Entertainment

The 'Westworld' Finale Post Credits Sequence Left Fans In Complete Shock & I'm Not OK

by Ani Bundel
HBO

Westworld's Season 2 finale was 90-minutes long, literally the same length as the original 1973 film. HBO has advertised episodes of Game of Thrones as being long, but most of the time they don't take up much space, with the show running maybe 10 minutes into the allotted extra 30. Not Westworld. They were so determined not to cede their time, they even threw in a post-credits sequence like this was a Marvel movie. But the reveal in the Westworld finale post-credits sequence was big enough to warrant a stand-alone scene outside of the series' finale. Warning: Spoilers for Westworld Season 2 finale follow.

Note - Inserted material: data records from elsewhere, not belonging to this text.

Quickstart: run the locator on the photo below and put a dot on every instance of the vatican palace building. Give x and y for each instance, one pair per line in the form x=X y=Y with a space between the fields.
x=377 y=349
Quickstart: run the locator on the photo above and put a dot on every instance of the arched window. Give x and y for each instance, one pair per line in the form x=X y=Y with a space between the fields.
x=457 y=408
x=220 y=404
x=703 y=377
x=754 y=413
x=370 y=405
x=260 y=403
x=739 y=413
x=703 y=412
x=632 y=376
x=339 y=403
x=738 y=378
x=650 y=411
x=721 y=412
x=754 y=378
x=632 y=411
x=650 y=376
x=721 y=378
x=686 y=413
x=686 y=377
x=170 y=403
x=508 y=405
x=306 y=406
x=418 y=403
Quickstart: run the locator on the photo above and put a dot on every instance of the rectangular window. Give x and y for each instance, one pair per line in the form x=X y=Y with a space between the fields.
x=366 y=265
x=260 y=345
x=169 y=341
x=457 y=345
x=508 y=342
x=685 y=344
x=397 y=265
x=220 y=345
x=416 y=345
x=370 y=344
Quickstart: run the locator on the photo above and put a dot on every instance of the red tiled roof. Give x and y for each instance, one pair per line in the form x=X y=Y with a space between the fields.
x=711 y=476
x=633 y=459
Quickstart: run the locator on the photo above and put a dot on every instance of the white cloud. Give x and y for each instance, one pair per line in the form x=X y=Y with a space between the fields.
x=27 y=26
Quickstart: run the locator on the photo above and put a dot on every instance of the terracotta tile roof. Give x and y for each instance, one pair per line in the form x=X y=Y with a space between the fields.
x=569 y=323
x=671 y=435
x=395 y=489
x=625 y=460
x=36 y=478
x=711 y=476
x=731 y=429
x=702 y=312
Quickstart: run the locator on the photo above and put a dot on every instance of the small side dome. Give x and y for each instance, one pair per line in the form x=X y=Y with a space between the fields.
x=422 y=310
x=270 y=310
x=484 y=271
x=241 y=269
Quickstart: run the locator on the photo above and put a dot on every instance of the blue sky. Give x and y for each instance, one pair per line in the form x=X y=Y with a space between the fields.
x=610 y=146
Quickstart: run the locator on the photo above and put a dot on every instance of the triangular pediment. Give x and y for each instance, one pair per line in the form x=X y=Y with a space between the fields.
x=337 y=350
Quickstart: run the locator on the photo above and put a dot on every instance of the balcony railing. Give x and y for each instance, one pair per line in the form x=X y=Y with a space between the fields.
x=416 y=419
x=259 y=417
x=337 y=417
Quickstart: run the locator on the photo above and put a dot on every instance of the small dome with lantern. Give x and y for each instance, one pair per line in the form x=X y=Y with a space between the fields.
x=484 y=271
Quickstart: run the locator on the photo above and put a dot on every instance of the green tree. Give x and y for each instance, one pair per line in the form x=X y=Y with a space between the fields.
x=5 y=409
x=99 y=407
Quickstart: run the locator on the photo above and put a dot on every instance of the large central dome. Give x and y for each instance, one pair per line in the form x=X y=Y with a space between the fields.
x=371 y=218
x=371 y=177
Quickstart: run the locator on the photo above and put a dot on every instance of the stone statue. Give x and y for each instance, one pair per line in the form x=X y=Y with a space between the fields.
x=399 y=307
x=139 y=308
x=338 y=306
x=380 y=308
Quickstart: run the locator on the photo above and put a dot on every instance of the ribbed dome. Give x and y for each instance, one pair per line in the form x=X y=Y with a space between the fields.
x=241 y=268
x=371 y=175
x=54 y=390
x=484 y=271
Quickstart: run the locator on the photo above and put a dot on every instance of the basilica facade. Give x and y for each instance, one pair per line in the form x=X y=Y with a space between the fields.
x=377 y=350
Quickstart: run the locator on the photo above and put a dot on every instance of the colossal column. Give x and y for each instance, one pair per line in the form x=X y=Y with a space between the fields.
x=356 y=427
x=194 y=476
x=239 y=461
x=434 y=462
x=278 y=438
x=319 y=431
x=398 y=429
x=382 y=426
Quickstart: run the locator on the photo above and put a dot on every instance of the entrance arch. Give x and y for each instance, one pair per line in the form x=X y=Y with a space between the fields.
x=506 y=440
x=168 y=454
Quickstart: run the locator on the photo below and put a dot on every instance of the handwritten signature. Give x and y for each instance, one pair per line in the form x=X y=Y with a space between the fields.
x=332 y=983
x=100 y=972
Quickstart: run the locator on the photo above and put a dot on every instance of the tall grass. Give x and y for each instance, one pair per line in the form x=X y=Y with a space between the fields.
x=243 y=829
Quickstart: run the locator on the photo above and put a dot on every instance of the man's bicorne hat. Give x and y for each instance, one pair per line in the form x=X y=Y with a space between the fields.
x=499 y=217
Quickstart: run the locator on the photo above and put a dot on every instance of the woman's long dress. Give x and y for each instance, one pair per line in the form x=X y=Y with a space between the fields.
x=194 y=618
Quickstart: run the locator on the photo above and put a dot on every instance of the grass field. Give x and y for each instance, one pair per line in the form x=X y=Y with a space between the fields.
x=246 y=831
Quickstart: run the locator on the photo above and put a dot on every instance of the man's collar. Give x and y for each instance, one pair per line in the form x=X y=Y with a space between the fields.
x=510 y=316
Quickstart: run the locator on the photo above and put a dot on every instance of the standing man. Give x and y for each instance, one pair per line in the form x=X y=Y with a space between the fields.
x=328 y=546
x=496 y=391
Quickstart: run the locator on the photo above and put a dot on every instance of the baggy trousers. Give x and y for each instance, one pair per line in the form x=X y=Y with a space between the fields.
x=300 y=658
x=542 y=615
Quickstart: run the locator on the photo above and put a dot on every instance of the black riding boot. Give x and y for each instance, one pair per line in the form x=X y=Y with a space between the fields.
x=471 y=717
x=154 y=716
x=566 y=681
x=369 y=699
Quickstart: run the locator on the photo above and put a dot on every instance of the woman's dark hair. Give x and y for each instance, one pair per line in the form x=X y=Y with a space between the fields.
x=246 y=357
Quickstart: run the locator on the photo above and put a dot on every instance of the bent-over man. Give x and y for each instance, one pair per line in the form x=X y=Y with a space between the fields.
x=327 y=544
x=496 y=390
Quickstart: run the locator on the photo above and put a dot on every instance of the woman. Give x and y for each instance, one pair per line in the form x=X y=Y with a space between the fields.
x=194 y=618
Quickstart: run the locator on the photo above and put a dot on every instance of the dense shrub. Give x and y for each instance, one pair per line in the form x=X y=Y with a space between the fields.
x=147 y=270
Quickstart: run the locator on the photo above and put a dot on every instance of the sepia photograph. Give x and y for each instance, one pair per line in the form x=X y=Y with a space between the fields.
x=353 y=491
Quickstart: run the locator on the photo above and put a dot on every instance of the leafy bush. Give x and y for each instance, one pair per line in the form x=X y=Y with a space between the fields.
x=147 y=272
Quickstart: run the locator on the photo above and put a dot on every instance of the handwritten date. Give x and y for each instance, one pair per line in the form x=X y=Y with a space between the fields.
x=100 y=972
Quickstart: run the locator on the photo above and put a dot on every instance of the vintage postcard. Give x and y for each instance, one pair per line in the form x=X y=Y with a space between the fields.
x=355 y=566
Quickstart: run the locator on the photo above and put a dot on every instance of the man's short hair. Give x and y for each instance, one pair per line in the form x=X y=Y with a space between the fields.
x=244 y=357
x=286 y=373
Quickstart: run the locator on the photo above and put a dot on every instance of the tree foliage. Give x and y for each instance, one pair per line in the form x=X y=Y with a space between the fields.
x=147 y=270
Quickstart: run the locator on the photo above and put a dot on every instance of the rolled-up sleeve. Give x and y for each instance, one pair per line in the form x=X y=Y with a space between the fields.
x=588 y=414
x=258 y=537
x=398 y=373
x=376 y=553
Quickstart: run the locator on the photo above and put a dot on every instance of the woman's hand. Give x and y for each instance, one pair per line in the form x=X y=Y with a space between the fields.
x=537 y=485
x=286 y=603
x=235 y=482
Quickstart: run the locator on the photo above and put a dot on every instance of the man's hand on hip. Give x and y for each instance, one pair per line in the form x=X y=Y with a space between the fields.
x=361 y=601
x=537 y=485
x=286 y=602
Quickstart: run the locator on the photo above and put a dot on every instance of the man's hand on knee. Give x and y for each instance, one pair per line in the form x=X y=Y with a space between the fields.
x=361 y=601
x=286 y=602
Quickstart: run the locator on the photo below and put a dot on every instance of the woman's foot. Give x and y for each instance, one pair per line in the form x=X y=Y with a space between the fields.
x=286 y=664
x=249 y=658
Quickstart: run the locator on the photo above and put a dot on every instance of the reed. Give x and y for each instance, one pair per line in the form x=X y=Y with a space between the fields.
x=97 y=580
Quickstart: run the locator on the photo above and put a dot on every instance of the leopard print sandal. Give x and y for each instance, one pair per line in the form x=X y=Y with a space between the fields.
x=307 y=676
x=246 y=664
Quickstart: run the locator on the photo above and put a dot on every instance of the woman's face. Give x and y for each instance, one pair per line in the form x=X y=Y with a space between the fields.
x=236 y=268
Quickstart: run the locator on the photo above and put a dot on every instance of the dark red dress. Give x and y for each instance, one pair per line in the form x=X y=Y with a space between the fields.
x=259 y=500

Last week, fans were devastated when William shot his own daughter, Emily, in cold blood. He believed she wasn't real and refused to listen to her insistence otherwise. He didn't stop to make sure she was a host before shooting her. He just assumed, only to realize after he'd murdered his only child.

He so desperately wanted it not to have happened he even took a bowie knife to his arm and began digging around for a host "quick port" in hopes of proving none of this was real.

No such luck, it seemed. When Dolores found him, she sneered at him for questioning the nature of his reality, and then proceeded to take him prisoner.

To say William was having a bad day would be an understatement. But that's nothing compared to what happened at the end of the episode.

HBO

The last viewers see William, he's following Dolores and Bernard's path into the Forge, presumably to find them and help Dolores destroy it. But fans never see him arrive at his destination. Instead, Bernard shoots Dolores and leaves the Forge alone. The next time William turns up, it's at the end of the hour, lying on the beach, a "high value" survivor.

Then the credits rolled.

When they ended, William was still in the elevator, traveling down into the Forge where... Emily was waiting for him.

William immediately jumps to the conclusion he wanted to believe since she died. He's already inside a simulation. He's a host, none of any of this is real, and he is somewhere in the Forge.

But Emily tells him no. The system is "long gone." This is not a simulation. This is what's left of "his world."

Emily leads him into a room, not unlike the one they kept the James Delos' host in and begins, once again, to conduct the tests viewers saw young William performing on his father-in-law back in episode 4. She is testing, like he was, for fidelity.

Is this a host version of William, set far in the future, a test the Delos corporation is running independently of the park, still, after all these years? It seems so. But then how is Emily the one doing the testing? After all, she's dead.

HBO

But then again, so was Logan, and he was the fidelity test for his father inside the Forge.

Here then, we have both Delos and William being fidelity tested by their children. Logan revealed to Bernard and Dolores in the Forge his father's cornerstone, the moment he returned to and lived again and again in every simulation model, was the moment where he walked away from Logan's plea for help: His moment of deepest regret.

Is this what William has been living inside the park? His storyline is oddly offset from the action taking place, in both seasons. The first season, viewers assumed it was to keep them from figuring out there were two timelines until the end. But in Season 2 he's also been off on his own track. Is this because he's reliving his own cornerstone, his killing of Emily, his deepest regret?

How will this new timeline in the future play into Westworld Season 3? It's going to be a long wait until fans find out.